Psychologie de l’enfant et de l’adolescent

L’ambiance d’incertitude et de peur a engendré l’apparition des symptômes anxieux, touchant aussi bien les adolescents, les enfants que les adultes, nous-a indiqué la psychiatre. La peur d’être contaminé, et le risque croissant a installé une anxiété aiguë chez les parents, qui une fois repérée par les enfants, s’est répercutée sur leur comportement…

Ceci a fini par déclencher des crises de panique, et d’angoisse, des somatisations  au point d’avoir des maux du ventre, ou même de vomir, a-t-elle expliqué. Sans oublier les symptômes du comportement obsessionnel compulsif, lavages répétitifs des mains et du corps, crise d’angoisse à chaque fois qu’un parent rentre à la maison…Tout cela, est encaissé par l’enfant.

Inversion du rythme veille/sommeil

Ces perturbations ont généré des troubles instinctuels, a souligné Dr. Dhouha Becheikh Kallel, à commencer par les troubles de sommeil. D’une part, il s’agit d’un effet direct lié à l’anxiété. D’autre part,  une inversion du rythme veille/ sommeil s’est installée petit à petit à cause de la perte des repères spatio-temporels, à cause de l’absence des cours qui organisaient autrefois le quotidien des enfants.

Comme ils ne fréquentaient plus l’école et n’avaient plus d’occupation durant le confinement, ils passaient la journée devant leurs écrans, téléphones, tablettes ou ordinateurs, jouent à la console. Ils veillaient jusqu’au matin et s’endormaient dans la journée.

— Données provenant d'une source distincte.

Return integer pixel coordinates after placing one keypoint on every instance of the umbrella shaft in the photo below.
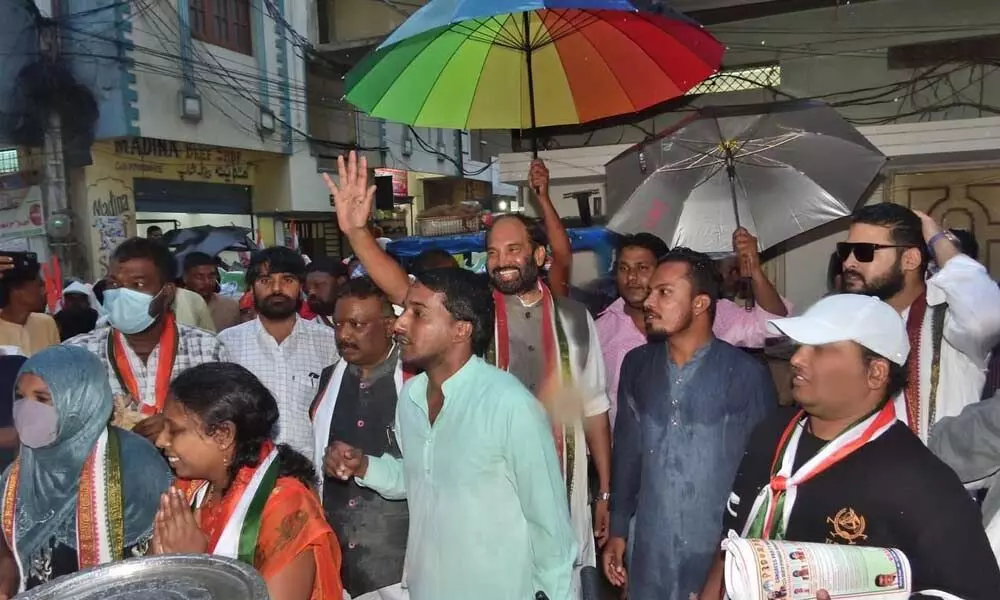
(731, 173)
(526, 18)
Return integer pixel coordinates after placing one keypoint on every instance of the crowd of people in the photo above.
(432, 433)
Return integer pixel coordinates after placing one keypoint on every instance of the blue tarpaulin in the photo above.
(581, 238)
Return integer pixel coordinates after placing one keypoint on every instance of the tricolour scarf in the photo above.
(100, 519)
(233, 525)
(555, 348)
(167, 347)
(912, 393)
(772, 508)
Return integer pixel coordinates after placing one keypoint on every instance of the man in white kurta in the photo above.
(550, 344)
(953, 317)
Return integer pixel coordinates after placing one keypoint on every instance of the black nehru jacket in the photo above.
(890, 493)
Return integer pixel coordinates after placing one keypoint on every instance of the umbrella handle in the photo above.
(746, 285)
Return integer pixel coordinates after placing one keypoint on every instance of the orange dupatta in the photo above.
(293, 523)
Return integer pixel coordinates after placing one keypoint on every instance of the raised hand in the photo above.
(745, 246)
(538, 176)
(353, 198)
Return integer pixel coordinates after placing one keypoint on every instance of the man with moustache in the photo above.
(286, 352)
(688, 402)
(621, 327)
(356, 405)
(324, 277)
(840, 467)
(144, 347)
(952, 318)
(478, 468)
(549, 343)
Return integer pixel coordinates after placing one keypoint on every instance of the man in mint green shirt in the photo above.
(488, 513)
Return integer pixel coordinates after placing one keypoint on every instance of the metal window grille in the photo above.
(8, 161)
(740, 80)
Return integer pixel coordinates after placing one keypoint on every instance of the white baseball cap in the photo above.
(865, 320)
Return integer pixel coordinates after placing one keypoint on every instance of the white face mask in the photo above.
(128, 310)
(37, 424)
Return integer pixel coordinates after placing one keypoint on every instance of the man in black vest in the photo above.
(357, 405)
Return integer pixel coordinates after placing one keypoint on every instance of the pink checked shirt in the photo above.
(743, 328)
(617, 334)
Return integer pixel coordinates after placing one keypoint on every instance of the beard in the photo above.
(883, 288)
(526, 280)
(634, 297)
(657, 332)
(277, 306)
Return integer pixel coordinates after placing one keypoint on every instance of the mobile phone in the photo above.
(22, 261)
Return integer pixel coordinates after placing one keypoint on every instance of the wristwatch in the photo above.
(937, 237)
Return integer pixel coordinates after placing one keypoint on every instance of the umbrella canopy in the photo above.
(779, 170)
(521, 64)
(208, 239)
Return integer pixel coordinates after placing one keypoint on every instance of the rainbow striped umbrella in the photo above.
(522, 64)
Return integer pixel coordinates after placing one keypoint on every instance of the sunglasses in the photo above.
(863, 251)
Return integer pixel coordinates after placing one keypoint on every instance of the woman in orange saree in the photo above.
(245, 497)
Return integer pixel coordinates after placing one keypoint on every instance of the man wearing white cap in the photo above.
(841, 468)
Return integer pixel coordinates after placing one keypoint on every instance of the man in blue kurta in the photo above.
(489, 518)
(686, 404)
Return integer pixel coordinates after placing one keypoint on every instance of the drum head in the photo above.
(170, 577)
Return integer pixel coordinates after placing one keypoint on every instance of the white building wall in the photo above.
(230, 84)
(911, 144)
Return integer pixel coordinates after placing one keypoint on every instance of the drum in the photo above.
(170, 577)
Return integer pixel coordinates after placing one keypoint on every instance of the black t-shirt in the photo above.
(890, 493)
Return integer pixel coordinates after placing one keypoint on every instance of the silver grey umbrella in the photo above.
(778, 169)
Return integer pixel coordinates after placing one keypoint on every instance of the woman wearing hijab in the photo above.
(10, 366)
(81, 493)
(249, 499)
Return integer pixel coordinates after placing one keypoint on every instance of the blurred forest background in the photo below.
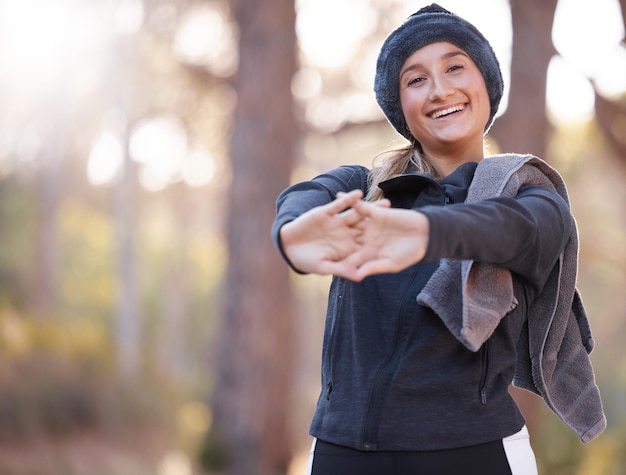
(147, 324)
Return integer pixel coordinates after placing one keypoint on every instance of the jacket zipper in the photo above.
(388, 369)
(384, 376)
(484, 371)
(331, 342)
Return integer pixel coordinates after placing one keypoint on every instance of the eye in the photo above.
(414, 81)
(455, 67)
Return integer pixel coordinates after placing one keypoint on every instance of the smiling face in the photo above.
(445, 103)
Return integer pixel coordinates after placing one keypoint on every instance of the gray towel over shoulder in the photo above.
(472, 297)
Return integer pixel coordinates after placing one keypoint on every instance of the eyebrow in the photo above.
(415, 66)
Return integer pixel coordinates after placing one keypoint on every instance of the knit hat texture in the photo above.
(430, 25)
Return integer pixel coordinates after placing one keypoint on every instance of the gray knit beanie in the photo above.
(430, 25)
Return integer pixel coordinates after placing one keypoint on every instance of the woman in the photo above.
(453, 277)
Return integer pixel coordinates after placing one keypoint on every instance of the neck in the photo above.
(448, 159)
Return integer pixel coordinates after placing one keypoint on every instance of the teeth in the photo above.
(450, 110)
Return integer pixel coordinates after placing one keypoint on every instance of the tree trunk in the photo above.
(524, 128)
(127, 316)
(253, 377)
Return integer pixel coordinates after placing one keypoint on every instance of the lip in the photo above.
(445, 111)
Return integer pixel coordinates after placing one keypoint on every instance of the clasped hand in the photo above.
(352, 238)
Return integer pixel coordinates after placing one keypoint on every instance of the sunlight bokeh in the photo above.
(41, 41)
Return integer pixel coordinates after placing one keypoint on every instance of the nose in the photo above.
(440, 88)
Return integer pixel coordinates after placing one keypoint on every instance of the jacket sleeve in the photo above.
(525, 234)
(302, 197)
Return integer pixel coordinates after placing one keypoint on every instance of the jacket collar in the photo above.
(404, 190)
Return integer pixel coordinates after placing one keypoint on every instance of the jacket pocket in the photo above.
(337, 291)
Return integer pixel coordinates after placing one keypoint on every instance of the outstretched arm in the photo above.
(320, 240)
(390, 239)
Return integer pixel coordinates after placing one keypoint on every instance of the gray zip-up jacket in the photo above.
(394, 377)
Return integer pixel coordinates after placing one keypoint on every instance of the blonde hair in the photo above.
(397, 162)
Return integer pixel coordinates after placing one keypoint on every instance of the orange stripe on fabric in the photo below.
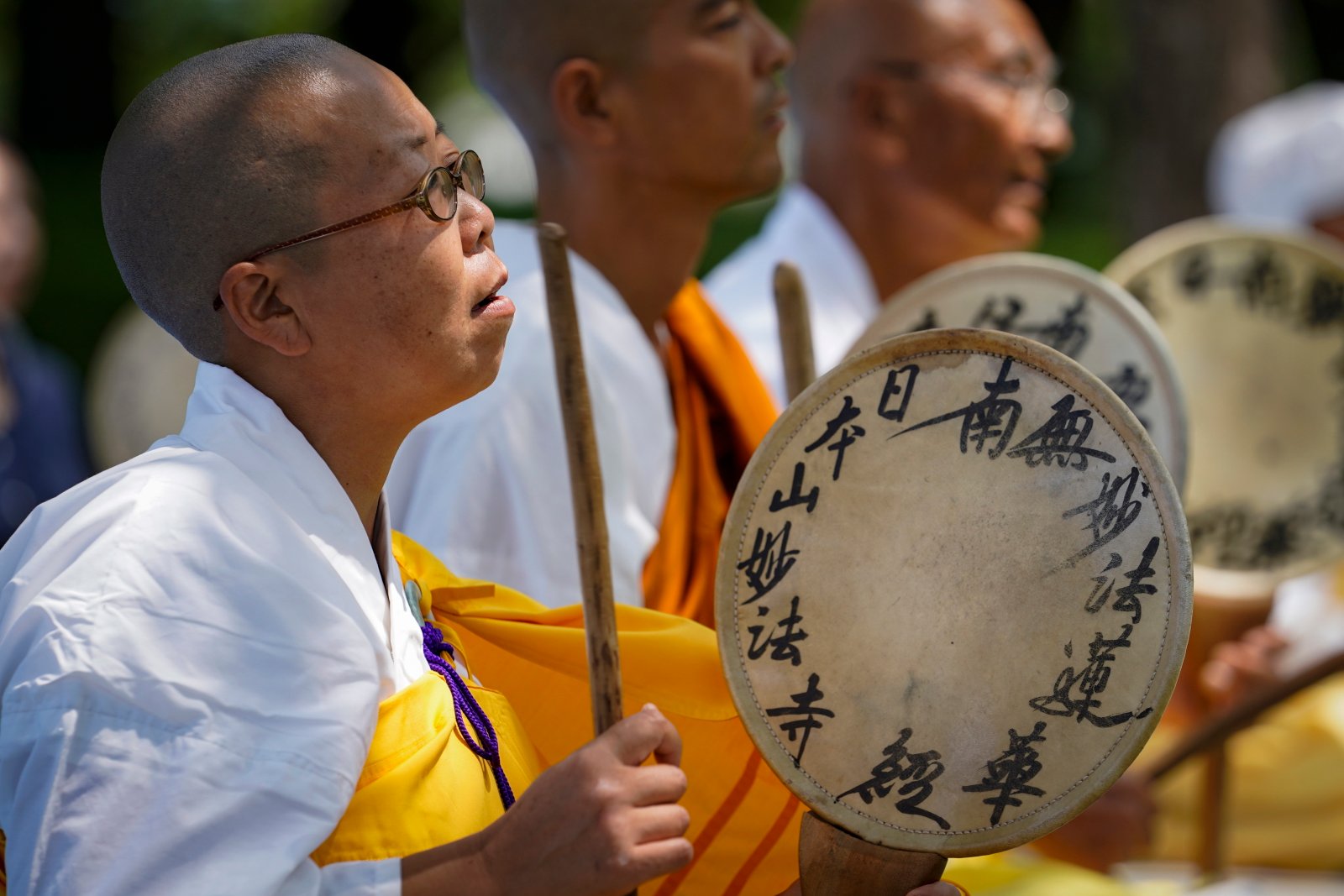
(768, 842)
(717, 824)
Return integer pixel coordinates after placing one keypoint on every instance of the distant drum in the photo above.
(1256, 322)
(139, 385)
(953, 593)
(1068, 307)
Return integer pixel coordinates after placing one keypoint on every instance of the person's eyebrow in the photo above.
(420, 140)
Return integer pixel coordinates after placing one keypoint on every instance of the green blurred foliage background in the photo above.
(67, 69)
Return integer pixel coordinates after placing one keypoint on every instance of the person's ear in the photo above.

S’y ajoute le trouble du comportement alimentaire et la perturbation de l’appétit. Certains enfants se levaient pour faire du grignotage nocturne et mangeaient n’importe comment. Comme ils veillaient tard la nuit, ils faisaient des crises faim. D’autres n’avaient plus d’appétit et frôlaient l’anorexie, nous-a-t-elle expliqué.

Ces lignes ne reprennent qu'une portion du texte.